I think it’s important to call out that it’s never too late to start. Whether you’re a marketer that works for a multimillion dollar brand or a marketer that works for a smaller retailer, digital transformation in regards to your data strategies, media buying, web experience or purchase opportunities will be important. As a society, we have swiftly shifted to more digital consumption of media, more general usage of the internet and more digital purchases so it’s imperative that brands have a strategy in place.
Therein lies the challenges in delaying digital transformation. If you’re not working on digital transformation you may be missing out on a scalable and often hard to find digital audience, which in turn equals a loss in potential product sales and revenue to your business. In addition, if you haven’t made your products available online, then you could be significantly limiting your pool of potential customers both locally and globally.
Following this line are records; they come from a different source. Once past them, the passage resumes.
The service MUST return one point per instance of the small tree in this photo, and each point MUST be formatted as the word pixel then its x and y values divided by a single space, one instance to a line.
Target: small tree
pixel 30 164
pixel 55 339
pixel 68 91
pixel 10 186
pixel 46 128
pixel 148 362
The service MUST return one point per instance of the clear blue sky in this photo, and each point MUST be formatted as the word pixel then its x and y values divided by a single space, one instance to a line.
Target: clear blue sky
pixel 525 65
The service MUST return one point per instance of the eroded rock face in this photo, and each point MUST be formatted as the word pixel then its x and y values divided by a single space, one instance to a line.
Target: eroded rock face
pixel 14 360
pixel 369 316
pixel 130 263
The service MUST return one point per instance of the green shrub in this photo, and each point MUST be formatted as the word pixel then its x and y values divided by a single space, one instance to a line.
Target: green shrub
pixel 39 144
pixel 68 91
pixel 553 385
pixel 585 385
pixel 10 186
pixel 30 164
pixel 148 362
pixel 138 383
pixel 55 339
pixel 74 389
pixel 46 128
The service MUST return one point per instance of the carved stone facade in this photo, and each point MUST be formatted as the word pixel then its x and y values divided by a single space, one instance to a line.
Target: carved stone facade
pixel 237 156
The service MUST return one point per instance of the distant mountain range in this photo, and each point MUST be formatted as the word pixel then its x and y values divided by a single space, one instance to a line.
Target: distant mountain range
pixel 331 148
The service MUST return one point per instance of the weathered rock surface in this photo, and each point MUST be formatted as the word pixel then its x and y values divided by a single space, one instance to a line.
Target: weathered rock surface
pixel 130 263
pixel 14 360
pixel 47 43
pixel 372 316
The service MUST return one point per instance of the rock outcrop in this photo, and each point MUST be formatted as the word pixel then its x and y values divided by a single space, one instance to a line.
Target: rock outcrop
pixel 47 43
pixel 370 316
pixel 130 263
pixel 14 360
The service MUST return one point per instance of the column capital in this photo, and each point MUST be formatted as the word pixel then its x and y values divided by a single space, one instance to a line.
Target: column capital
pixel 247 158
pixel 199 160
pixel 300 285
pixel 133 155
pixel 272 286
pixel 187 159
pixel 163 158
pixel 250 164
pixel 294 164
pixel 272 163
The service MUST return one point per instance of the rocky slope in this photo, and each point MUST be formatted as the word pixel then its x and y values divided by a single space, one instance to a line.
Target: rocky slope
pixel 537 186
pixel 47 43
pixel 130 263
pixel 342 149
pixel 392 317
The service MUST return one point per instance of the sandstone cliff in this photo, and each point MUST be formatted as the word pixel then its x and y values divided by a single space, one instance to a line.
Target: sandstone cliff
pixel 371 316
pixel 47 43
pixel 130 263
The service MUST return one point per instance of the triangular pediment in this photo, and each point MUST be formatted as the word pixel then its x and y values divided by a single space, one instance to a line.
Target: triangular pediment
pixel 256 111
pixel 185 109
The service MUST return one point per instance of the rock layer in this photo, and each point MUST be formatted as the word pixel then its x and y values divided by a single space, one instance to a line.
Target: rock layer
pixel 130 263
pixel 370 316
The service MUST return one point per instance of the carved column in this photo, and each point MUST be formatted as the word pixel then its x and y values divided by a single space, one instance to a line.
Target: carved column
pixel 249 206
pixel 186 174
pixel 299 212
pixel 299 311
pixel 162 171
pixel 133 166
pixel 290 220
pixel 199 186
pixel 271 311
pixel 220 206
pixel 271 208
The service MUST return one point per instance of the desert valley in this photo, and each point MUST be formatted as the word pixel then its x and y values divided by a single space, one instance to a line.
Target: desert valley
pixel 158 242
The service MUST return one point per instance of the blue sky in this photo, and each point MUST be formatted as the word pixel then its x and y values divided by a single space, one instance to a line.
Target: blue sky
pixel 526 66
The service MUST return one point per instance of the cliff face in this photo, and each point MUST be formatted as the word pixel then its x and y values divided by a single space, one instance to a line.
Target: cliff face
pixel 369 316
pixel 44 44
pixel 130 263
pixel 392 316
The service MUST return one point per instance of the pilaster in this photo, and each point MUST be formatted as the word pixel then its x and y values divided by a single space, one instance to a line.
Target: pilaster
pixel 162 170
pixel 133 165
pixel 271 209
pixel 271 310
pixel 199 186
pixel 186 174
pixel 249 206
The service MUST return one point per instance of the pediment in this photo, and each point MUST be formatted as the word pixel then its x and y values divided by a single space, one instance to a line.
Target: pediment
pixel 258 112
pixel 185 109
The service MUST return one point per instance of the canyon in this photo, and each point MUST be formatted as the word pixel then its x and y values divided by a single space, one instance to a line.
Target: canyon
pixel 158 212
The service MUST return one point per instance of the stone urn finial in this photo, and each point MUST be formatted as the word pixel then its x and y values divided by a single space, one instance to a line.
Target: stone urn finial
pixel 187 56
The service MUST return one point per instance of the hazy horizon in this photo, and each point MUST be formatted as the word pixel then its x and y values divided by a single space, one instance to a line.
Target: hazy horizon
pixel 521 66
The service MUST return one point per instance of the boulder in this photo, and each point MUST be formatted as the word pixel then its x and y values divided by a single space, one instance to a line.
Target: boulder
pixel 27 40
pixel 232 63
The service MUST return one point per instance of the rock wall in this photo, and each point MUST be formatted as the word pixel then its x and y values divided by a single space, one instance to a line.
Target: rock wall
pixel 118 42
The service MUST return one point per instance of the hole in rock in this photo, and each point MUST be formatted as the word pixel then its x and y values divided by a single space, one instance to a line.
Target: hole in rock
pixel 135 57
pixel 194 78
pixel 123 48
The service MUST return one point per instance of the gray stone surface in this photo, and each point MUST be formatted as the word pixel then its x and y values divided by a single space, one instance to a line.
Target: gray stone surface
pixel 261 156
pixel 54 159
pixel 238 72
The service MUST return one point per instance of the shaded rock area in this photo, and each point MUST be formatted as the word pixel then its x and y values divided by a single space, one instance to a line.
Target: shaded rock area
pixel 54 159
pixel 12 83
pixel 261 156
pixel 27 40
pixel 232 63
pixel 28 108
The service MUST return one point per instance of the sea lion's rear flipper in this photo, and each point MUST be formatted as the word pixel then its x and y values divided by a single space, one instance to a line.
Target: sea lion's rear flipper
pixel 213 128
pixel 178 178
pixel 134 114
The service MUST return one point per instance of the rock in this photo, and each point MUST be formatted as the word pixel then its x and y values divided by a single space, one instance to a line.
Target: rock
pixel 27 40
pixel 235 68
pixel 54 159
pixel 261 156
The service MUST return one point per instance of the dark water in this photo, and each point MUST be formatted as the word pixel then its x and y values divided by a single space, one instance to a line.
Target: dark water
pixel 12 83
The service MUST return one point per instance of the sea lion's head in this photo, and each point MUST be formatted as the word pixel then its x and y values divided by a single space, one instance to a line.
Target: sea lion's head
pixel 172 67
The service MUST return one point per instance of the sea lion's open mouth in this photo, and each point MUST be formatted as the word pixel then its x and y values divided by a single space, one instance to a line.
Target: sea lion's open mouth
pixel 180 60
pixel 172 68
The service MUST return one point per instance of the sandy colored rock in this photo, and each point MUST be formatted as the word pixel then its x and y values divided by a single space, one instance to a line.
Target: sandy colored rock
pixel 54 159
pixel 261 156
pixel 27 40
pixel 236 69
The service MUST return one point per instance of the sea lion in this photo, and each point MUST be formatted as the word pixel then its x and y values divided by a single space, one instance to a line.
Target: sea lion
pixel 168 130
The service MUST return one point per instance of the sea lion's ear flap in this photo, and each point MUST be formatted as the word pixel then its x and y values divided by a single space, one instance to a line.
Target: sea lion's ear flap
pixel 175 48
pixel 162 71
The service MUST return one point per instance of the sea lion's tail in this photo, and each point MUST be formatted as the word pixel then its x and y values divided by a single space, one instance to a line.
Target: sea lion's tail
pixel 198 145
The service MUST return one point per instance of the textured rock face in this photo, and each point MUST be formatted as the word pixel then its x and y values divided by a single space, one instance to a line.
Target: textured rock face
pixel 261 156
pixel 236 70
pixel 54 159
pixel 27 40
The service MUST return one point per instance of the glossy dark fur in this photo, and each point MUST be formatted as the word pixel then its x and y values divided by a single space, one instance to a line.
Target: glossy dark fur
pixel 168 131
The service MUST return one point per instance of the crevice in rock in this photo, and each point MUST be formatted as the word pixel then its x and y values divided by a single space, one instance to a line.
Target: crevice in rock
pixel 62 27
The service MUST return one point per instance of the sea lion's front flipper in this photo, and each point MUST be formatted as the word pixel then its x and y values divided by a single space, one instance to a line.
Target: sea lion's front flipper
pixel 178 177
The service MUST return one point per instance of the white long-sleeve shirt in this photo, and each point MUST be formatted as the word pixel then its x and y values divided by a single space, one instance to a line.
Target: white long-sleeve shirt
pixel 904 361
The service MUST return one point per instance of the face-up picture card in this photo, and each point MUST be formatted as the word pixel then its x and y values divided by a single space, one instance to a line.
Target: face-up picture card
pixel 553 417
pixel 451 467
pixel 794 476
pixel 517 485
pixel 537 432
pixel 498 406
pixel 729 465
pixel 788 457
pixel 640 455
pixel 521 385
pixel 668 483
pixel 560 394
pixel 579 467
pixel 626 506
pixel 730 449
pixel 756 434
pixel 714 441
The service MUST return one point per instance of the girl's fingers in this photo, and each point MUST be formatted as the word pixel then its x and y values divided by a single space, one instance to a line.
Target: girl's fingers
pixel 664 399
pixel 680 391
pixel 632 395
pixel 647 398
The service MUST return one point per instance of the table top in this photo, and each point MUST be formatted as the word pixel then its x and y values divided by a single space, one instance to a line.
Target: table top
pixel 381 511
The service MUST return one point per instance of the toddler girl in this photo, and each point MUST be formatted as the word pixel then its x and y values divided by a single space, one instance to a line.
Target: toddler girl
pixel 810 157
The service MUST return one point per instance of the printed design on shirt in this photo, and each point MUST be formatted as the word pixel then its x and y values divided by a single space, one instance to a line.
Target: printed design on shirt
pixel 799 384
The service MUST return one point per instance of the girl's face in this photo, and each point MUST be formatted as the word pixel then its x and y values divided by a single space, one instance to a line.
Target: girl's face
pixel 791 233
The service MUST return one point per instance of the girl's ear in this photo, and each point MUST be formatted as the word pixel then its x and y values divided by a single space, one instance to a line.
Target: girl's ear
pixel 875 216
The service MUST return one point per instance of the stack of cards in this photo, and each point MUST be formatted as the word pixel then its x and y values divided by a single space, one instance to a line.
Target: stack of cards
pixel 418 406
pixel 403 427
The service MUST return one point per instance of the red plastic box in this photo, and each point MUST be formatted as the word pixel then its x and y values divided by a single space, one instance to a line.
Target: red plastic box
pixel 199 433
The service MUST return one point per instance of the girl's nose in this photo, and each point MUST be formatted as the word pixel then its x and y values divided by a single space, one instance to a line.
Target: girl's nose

Finally, your own data asset is super-valuable. If you delay your digital transformation you could potentially be delaying having a conversation with your most valuable and likely to purchase audience: previous purchasers. Running through a well-structured digital transformation process will allow you to effectively capture and activate this audience which can help to drive your return on investment goals.
How implementing effective digital transformation will help marketers value-add to their clients’ campaigns and differentiate themselves from their competitors
A nice way to summarise the effect of digital transformation is to look at the practical application for marketing campaigns. Three points to think about are:
- Personalisation / effective use of first party data – so you can capitalise on your data asset, find customers most likely to purchase from your brand, and have an intimate and relevant conversation with each potential customer.
- Customer journey ease / purchase ease – to ensure you maximise your return on investment and streamline the process to product purchase.
- Media access – diversify to take advantage of the fragmentation in media consumption and find your target audiences no matter the environments in which they consume media.